4.2.1 Correlation between verb type and mouthing
Our linguistic factor, whether each verb was plain or non-plain, was correlated with the presence of mouthing. This is shown in Table 3: Plain verbs significantly favor mouthing whereas non-plain verbs significantly disfavor mouthing (p < .0001).
Generalized Linear Mixed Effects Model of Effect of Verb Type on Rate of Mouthing.
4.2.2 Correlation between various social factors and mouthing
Our hypotheses were that we would observe more mouthings accompanying verbs in participants in the south of the United Kingdom compared with in the north and that women would produce more mouthings than men. Both these predictions were upheld. In terms of age, we predicted that people aged 36–50 years at the time of data collection would produce more mouthings than those in other age groups. This was not supported by our data: in fact, we found that those aged 16–35 years produced significantly fewer mouthings than the other participants. Therefore, we included membership of this age group (16–35 compared with older participants) in our model, along with region (north versus south of the United Kingdom) and gender (male vs. female). The model reveals that when these factors are considered together, only region has a significant effect on rate of mouthing (p = .0121); see Table 4.
Generalized Linear Mixed Effects Model of Effect of Region, Gender and Age Group (Age 16–35 vs. Other Ages) on Rate of Mouthing.
5 Discussion
Overall, we found considerable variation between participants in the amount of mouthing that they produced with verb signs, and similarly, a high degree of variation in the rate of mouthing with particular verb signs. In addition, we observed a strong association between verb type and rate of mouthing, with mouthing produced significantly more with plain than non-plain verbs. Of our social factors, we found that region, gender, and age were significant, with individuals in the south of the United Kingdom producing more mouthings with verbs than those in the north, women producing more mouthings with verbs than men, and people aged 16–35 years producing fewer mouthings than older participants. We now discuss how these results relate to our hypotheses and to previous studies.

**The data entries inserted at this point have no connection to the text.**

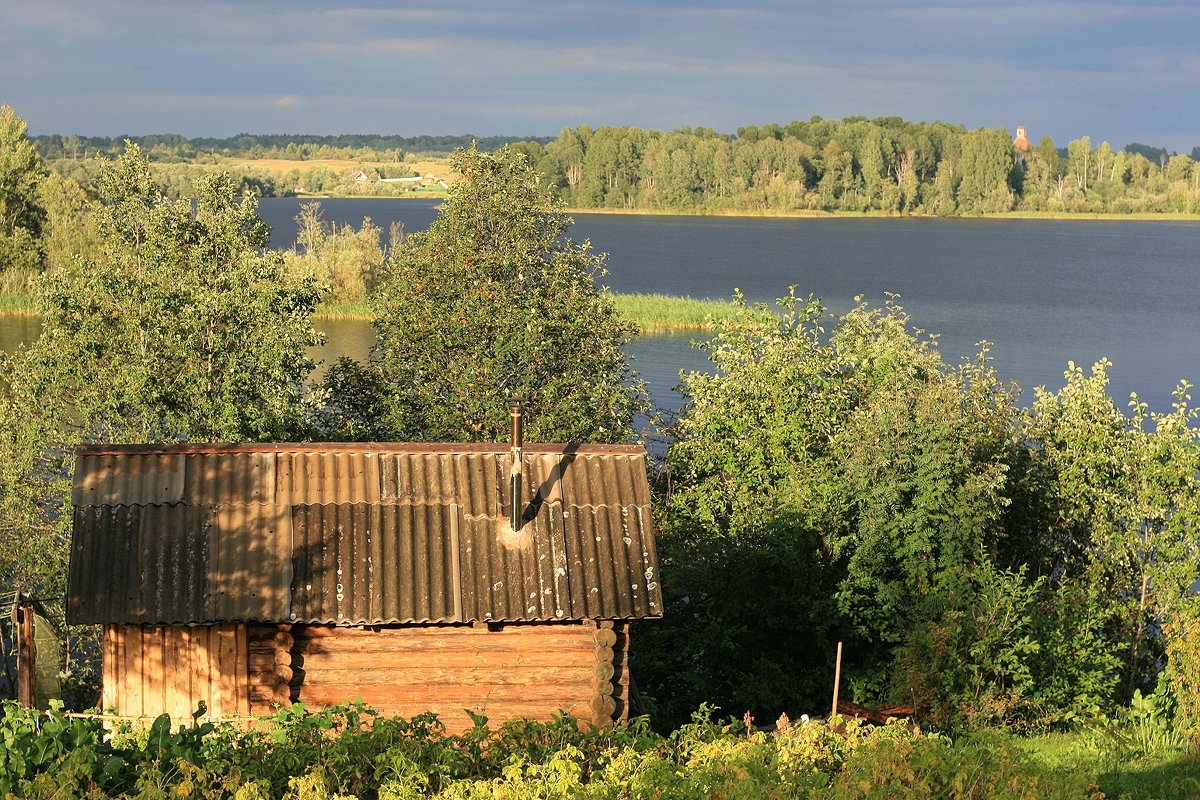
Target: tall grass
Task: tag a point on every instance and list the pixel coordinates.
(16, 293)
(653, 313)
(659, 313)
(346, 310)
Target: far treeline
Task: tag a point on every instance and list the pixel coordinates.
(985, 564)
(857, 164)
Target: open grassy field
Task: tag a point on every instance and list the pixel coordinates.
(439, 168)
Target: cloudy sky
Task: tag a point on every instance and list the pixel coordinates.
(1114, 71)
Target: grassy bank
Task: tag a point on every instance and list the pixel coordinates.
(807, 214)
(659, 313)
(653, 313)
(16, 302)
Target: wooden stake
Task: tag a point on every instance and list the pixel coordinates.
(27, 651)
(837, 681)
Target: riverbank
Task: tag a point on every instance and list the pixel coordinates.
(653, 313)
(805, 214)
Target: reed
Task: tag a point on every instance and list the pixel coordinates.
(653, 313)
(659, 313)
(347, 310)
(16, 304)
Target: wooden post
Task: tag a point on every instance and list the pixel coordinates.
(837, 681)
(27, 651)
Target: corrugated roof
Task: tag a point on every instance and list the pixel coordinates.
(359, 534)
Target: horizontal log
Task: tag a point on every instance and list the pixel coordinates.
(436, 631)
(450, 695)
(603, 705)
(455, 639)
(261, 661)
(477, 661)
(582, 678)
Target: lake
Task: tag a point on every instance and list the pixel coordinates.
(1042, 292)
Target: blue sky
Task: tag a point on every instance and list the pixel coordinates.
(1114, 71)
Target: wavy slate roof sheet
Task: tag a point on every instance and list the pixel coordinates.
(359, 534)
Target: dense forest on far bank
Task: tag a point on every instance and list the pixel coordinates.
(855, 164)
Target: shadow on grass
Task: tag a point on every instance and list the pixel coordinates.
(1170, 780)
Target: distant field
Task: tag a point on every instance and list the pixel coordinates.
(283, 166)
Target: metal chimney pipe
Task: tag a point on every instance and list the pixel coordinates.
(515, 506)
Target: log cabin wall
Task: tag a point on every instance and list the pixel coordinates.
(503, 672)
(168, 669)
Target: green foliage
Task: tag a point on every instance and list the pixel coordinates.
(490, 304)
(181, 326)
(984, 565)
(343, 259)
(1120, 500)
(864, 480)
(328, 755)
(21, 211)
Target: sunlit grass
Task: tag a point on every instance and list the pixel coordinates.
(351, 310)
(16, 302)
(659, 313)
(653, 313)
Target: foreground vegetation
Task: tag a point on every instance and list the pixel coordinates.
(831, 480)
(347, 752)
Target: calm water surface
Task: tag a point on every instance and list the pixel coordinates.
(1042, 292)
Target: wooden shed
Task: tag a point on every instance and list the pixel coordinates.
(250, 576)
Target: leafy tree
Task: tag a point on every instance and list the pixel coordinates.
(984, 170)
(489, 304)
(1121, 507)
(345, 259)
(21, 214)
(865, 475)
(183, 328)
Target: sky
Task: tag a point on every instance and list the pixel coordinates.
(1116, 72)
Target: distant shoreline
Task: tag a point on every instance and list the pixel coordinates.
(1057, 216)
(653, 313)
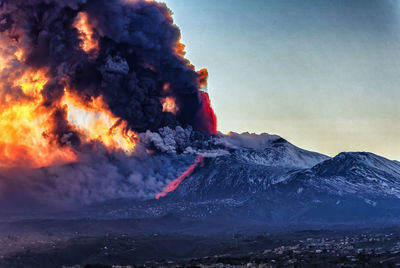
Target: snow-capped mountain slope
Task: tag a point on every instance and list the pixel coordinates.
(265, 179)
(349, 187)
(247, 170)
(355, 173)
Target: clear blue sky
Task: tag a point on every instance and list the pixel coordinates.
(323, 74)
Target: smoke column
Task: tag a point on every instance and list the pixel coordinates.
(93, 70)
(175, 183)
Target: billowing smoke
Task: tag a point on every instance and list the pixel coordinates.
(127, 52)
(97, 101)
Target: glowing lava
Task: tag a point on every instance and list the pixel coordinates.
(175, 183)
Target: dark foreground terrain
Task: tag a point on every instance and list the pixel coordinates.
(87, 243)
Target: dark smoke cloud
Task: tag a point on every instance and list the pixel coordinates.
(138, 53)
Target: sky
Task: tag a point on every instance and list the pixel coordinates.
(324, 75)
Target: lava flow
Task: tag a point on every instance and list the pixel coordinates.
(86, 73)
(175, 183)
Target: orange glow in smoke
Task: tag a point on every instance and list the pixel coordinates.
(25, 136)
(96, 123)
(89, 43)
(169, 105)
(24, 124)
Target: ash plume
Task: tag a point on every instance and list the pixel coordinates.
(130, 55)
(97, 101)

5.1 Variation in mouth activity
There is a great deal of variation between participants in the proportions of mouthing that they produce. Figure 2 illustrates the degree of variability between individuals. Similar effects have been found in other studies: for example, Nadolske and Rosenstock (2007) found in their study of ASL storytelling that the rate of mouthing across only seven retellings ranged from below 30% to 60%.
A high degree of individual variation was also reported in Johnston et al. (2016). Although their data cover all grammatical categories and four sign languages (Auslan, BSL, NGT, and Swedish Sign Language), whereas the present study considers only verbs in BSL, a remarkably similar pattern and degree of variation is observed in comparison to the current study. This is despite the fact that the Auslan data in their study amounted to over 17,000 tokens, nearly 10 times larger than the current project (1,771). They also included fewer participants—38 rather than 100. The larger number of tokens per participant in the Auslan study means that the mouth activity distribution for each individual is less prone to sampling error. The fact that we studied mouthing in fewer tokens per participant but in more individuals, and still found a similar amount of individual variation as the Auslan study, strengthens this overall finding across the studies.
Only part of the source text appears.